A few days ago I got an alert that the system had an unexpected restart but nothing was wrong so I just kind of ignored it. The system is behind a UPS so the random restart wasn’t due to power loss. The next day I realized it was stuck in a boot loop with a message before restarting
The system would no longer boot so I tried installing TrueNAS Core on a new partition as an upgrade, but the same issue happened. I then tried doing a clean install and while I could get to the GUI as soon as I tried to import the pools the system would restart and go back to the same error. I tried following a few different solutions found on the forum like importing as readonly but it did the same thing. After reinstalling TrueNAS when I try to import the pool it says poolname not found, and when I try to list the pools it only shows boot-pool, unless its a clean install I can see the pool through the GUI. So maybe I’m just using the wrongs commands since I’m not very familiar with this.

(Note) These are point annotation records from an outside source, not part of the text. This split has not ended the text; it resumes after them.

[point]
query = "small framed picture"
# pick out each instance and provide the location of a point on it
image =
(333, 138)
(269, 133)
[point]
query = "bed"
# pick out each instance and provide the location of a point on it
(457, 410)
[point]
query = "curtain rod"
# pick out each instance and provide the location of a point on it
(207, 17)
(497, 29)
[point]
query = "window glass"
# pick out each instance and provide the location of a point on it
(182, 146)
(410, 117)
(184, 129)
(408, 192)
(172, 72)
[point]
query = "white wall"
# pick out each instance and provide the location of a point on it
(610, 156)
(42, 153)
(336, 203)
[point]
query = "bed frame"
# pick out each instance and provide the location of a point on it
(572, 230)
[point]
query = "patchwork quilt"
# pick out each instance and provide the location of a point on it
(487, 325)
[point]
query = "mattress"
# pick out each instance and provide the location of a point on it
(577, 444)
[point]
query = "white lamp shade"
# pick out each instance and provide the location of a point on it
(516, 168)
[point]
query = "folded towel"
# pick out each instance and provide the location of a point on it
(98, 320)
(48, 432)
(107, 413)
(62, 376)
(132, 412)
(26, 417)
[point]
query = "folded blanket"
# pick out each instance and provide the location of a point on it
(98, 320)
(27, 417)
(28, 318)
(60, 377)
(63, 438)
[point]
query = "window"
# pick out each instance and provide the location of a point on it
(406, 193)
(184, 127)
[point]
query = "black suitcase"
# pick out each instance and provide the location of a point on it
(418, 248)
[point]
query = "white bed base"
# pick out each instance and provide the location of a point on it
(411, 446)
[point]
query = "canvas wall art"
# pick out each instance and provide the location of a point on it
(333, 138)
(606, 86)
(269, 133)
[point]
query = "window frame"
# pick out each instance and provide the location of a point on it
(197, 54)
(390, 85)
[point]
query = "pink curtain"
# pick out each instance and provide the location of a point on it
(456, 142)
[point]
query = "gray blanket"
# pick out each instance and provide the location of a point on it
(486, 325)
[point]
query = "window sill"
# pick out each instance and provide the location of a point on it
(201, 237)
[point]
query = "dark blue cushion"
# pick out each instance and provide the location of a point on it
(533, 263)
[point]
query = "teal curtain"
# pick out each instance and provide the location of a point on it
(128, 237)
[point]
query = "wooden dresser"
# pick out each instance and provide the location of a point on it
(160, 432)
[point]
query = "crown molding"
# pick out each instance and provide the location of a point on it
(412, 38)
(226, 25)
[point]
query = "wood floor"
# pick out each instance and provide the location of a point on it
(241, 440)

I’ve had the system running for over a year without any problems so I’m not sure what happened since I didn’t do any updates or anything like that when it started happening. Below are my system specs. Its been a while since set it up but I’m pretty sure its setup as RAIDZ2, but could be RAIDZ1.

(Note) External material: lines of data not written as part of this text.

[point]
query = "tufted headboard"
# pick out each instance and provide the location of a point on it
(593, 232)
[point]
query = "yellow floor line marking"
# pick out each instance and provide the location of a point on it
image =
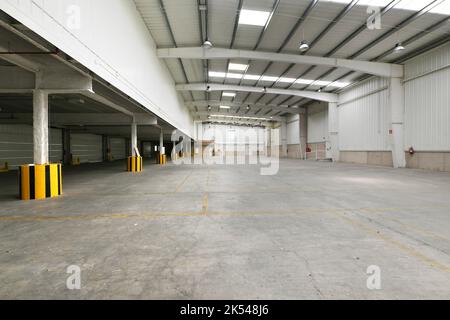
(183, 182)
(408, 250)
(419, 230)
(205, 203)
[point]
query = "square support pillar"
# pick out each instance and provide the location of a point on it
(161, 142)
(133, 139)
(333, 130)
(40, 127)
(397, 104)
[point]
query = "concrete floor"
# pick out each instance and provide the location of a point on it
(226, 232)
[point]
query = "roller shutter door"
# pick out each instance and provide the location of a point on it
(117, 148)
(86, 147)
(16, 145)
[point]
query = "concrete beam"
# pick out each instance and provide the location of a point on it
(231, 116)
(320, 96)
(86, 119)
(373, 68)
(13, 78)
(62, 78)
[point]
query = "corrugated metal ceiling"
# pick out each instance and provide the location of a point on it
(184, 23)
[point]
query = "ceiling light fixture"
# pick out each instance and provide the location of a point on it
(304, 46)
(237, 66)
(207, 44)
(229, 94)
(254, 17)
(399, 48)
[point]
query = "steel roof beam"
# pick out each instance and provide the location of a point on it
(328, 97)
(374, 68)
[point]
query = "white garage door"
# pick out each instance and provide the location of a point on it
(16, 145)
(117, 148)
(86, 147)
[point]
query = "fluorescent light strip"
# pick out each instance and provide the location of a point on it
(238, 117)
(411, 5)
(254, 17)
(254, 77)
(229, 94)
(237, 66)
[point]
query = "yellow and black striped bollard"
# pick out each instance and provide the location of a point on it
(134, 164)
(40, 181)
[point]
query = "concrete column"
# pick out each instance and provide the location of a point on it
(397, 104)
(303, 134)
(161, 141)
(133, 139)
(66, 146)
(333, 130)
(283, 139)
(40, 127)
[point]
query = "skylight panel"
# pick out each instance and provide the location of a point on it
(253, 17)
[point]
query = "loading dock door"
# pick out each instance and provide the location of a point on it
(86, 147)
(117, 148)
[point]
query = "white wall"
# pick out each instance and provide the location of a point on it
(293, 129)
(16, 145)
(226, 134)
(318, 123)
(427, 101)
(118, 148)
(364, 117)
(114, 43)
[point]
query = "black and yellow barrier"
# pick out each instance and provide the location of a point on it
(134, 164)
(162, 159)
(40, 181)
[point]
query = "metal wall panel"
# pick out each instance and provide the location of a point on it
(87, 147)
(117, 148)
(364, 117)
(318, 123)
(427, 101)
(16, 145)
(293, 129)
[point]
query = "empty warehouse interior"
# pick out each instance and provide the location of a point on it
(225, 150)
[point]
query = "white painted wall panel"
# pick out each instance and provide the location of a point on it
(87, 147)
(293, 129)
(225, 134)
(427, 101)
(129, 62)
(364, 117)
(117, 148)
(16, 145)
(318, 123)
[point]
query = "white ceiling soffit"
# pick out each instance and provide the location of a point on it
(374, 68)
(321, 96)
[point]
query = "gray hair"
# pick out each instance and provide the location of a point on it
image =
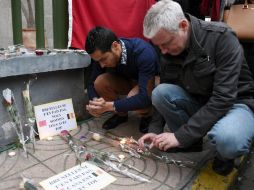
(165, 14)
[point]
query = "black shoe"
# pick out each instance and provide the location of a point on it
(223, 167)
(196, 147)
(144, 124)
(114, 121)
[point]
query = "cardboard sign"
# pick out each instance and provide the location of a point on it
(54, 117)
(84, 177)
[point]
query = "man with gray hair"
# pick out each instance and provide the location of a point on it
(206, 86)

Does anyone have any ideas how to fix this?
What I tried :
Ran S.M.A.R.T. test on all drives and it passed without any errors
Ran MemTest and it passed without errors
Upgrading TrueNAS Core from previous installation
Installing TrueNAS Core from scratch
Importing pools as readonly
System Specs Motherboard : MSI PRO B660M-A Micro-ATX RAM : 2x 16GB DDR4 3600 CORSAIR Vengeance CPU : Intel Core i5-12600K Storage : 8x Seagate 10TB IronWolf SATA III, 1x 500GB SSD (for running TrueNAS) Expansion cards : 1x 10GB PCI-E Network Card (onboard had issues), 1x M.2 PCIe 6 x SATA Adapter Card (motherboard doesn’t have enough SATA ports)
I only have 2 sticks of memory so I tried using just one at a time, and had the same issue.
I was messing around with it and noticed it booted if I had 3 or more drives unplugged, which I’m going to guess is because it couldn’t import the pool. After plugging all the drives back in it booted up but it says “ONLINE (Unhealthy)”. All the drives are there and seem to be working, could it be “unhealthy” because of the adapter?
As I see, ZFS runs pool scrub, and I suppose in process hits some metadata block with valid checksum, but with block pointer containing some incorrect values, that causes panic in dedup code. It still may be a result of a pool corruption. You should be able to import the pool read-only and evacuate the data.
There is talk in this Reddit discussion about the controller overheating if there is no heatsink. Other versions on Amazon seem to have a heatsink. Maybe add one if it is g there already.
As I see, ZFS runs pool scrub, and I suppose in process hits some metadata block with valid checksum, but with block pointer containing some incorrect values, that causes panic in dedup code. It still may be a result of a pool corruption. You should be able to import the pool read-only and evacuate the data.
When I ran zpool status two of the drives had a 1 under the “UM” column. I cleared the errors and they haven’t come back since the system has been running.
There is talk in this Reddit discussion about the controller overheating if there is no heatsink. Other versions on Amazon seem to have a heatsink. Maybe add one if it is g there already.
That’s interesting and I haven’t thought about it overheating. The system is in my basement which stays pretty cool and has constant airflow, but I do have a fairly large heatsink on the CPU which covers the M.2 slot. I might try to move it to the other M.2 slot to see if that makes it any better. The drives themselves sit around 30℃.